Once again, what is it we say about immigration? “America is a nation of immigrants.” Nation. Our attitude towards migrants is still wholly dependent on our framework of nation-states.
I want to challenge this outlook further. The problem with our state-centric view is that it allows us to masquerade humanitarian crises as political ones. In today’s world, the ability to determine citizenship is viewed as a matter of state sovereignty. This, however, obscures the fact that human rights, which are tied to citizenship in a functional and adequately-resourced state, can be freely rejected on the basis of sovereignty.
We have already concluded that nations in this world are deeply unequal, not only in resources but in fundamental political challenges.

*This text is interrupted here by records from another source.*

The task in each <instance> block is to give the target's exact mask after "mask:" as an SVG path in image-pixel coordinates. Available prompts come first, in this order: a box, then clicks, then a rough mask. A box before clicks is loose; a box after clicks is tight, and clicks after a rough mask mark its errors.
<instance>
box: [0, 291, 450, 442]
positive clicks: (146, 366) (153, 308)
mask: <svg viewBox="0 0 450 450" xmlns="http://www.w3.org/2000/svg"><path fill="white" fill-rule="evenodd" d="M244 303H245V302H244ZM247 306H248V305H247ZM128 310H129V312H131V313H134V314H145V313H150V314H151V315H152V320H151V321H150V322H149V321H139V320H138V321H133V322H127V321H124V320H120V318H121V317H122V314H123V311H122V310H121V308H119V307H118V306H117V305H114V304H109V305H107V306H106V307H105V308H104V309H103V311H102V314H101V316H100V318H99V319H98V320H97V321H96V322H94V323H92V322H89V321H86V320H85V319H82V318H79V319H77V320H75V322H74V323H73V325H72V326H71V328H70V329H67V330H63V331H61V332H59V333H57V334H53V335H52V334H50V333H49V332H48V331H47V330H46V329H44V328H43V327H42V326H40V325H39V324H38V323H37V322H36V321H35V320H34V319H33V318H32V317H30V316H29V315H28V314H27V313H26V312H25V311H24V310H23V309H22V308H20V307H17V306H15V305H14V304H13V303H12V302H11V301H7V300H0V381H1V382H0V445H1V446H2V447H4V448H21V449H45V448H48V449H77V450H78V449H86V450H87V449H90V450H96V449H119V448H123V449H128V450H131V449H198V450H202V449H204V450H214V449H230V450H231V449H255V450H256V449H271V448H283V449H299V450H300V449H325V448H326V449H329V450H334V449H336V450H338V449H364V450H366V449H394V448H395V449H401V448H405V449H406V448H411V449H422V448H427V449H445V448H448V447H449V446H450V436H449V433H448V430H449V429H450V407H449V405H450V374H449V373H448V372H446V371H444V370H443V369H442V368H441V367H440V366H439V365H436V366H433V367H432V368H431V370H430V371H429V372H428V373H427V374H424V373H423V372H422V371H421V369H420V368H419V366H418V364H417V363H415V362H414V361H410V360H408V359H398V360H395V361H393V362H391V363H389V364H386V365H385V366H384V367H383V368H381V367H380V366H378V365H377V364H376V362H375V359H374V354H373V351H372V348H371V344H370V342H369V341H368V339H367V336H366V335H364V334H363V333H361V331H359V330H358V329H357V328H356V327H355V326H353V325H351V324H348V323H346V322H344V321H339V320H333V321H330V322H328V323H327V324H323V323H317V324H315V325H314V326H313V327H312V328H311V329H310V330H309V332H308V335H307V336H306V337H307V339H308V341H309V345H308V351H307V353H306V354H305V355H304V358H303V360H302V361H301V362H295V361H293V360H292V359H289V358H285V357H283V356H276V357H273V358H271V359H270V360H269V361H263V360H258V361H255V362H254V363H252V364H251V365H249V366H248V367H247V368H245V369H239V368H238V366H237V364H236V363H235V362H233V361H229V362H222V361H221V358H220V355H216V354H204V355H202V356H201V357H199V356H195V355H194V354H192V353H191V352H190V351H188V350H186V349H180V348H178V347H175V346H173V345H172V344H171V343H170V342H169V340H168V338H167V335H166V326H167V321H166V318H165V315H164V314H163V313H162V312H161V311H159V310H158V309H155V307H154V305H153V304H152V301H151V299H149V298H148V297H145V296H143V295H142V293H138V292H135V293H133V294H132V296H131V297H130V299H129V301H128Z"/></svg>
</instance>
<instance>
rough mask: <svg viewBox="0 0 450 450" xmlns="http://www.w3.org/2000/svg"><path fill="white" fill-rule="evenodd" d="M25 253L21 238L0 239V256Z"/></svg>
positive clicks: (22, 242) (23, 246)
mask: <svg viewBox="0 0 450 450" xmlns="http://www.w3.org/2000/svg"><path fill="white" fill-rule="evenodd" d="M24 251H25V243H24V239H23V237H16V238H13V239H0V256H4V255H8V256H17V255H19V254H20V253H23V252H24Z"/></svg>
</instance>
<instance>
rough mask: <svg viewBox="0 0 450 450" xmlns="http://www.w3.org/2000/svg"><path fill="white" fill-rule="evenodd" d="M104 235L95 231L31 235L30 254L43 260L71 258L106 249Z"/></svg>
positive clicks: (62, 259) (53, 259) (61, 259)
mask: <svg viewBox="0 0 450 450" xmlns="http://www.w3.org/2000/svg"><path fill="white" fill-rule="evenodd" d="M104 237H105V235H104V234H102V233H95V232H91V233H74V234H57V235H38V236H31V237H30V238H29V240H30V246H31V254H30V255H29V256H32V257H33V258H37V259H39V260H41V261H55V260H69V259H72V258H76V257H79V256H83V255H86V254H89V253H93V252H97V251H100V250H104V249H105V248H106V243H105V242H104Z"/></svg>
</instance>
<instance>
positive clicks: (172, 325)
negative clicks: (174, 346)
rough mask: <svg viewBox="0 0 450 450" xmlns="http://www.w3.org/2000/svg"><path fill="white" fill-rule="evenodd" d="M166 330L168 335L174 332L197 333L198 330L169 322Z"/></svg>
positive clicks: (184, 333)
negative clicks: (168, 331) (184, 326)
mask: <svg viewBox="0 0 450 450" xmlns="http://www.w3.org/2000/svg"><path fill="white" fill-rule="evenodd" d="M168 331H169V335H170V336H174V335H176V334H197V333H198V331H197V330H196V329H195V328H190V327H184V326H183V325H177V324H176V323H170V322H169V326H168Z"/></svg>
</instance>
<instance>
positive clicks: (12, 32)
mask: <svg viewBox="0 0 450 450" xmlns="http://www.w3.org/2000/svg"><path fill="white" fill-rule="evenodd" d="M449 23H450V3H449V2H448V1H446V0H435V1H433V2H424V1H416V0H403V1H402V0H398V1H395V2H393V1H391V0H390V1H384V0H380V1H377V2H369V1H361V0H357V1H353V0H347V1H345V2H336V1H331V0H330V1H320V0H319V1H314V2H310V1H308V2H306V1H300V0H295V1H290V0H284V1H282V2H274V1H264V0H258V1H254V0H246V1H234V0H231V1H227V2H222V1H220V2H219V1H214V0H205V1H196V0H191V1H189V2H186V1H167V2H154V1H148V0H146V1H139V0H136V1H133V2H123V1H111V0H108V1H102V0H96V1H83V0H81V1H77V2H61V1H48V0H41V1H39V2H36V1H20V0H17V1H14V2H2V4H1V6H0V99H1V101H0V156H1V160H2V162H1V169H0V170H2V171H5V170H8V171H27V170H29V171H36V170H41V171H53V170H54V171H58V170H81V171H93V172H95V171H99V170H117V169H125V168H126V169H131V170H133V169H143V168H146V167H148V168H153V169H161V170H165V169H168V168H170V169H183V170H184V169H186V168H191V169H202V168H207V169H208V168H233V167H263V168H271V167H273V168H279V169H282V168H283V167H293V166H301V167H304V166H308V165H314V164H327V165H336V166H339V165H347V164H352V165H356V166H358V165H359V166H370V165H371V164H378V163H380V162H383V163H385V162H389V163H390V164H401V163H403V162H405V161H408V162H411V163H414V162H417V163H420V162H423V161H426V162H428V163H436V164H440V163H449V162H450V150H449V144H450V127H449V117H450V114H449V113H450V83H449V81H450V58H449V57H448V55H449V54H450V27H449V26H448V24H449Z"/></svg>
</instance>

To make things explicit, by being born a citizen in the United States, I generally have access to a level of education, safety, health, and freedom that would be largely unavailable to me in most the rest of the world. Conversely, if I was born in the war-torn Syria or Saudi-torn Yemen, it is likely I would not even have the guarantee of survival tomorrow. Worse yet, we also know from our earlier discussion that many of these inequalities were neither random nor inherent, but rather a long-lasting consequence of our own thoughtless overextension.
Political theorist Hannah Arendt, herself a refugee from WWII, made an initial connection between citizenship and human rights half a century ago in her book On the Origins of Totalitarianism. In the post-WWII and post-Holocaust world, humankind, she argues, has somehow collectively acknowledged the existence of a set of “human rights” which should be guaranteed for everyone by virtue of being alive. Under our modern system of nation-states, however, these rights can only truly be provided for and guaranteed by a state government. Simply put, human rights are entirely dependent on citizenship rights.
Yet we know in today’s world that citizenship rights in many countries do not guarantee human rights. Citizenship certainly would not guarantee my human rights in Syria and Yemen, as mentioned earlier, and nor would it in any country torn apart by violent political upheavals, refugee crises, or wars on drugs.
In other words, we must tighten Arendt’s conclusion: the supposedly fundamental, universal guarantee human rights is dependent on citizenship rights in a country that is capable of and committed to guaranteeing them.
That, in a nutshell, is my core argument. If human rights are indeed real and inalienable, and we need access to a state that respects human rights in order to uphold them, then everyone has a real and inalienable right to enter such a state — and at least given a chance for their appeal to be considered. Whether it’s asylum-seekers in Australia’s brutal offshore detention centers, or thousands-strong migrant caravans risking border after border to reach the US, they should be given a chance — not because it would make our nation stronger or weaker, but because it is their fundamental human right.
I am not (yet?) an anarchist; I am not advocating for the abolition of borders or states. However, it is worth noting that up until the 1920’s, immigration was essentially entirely unrestricted in the US — we had almost completely open borders. This may be a nearly incomprehensible idea into today’s world. But at the very least, when we talk about either opening or closing doors to immigrants and refugees, we need to stop talking about it in terms of simply building a stronger or better nation, or in terms of securing a border that may mean something to us but is just as arbitrary as their own to the rest of the world. What may appear to us a simple matter of political citizenship is, to others, their only guarantee of what we’ve declared to be universal human rights.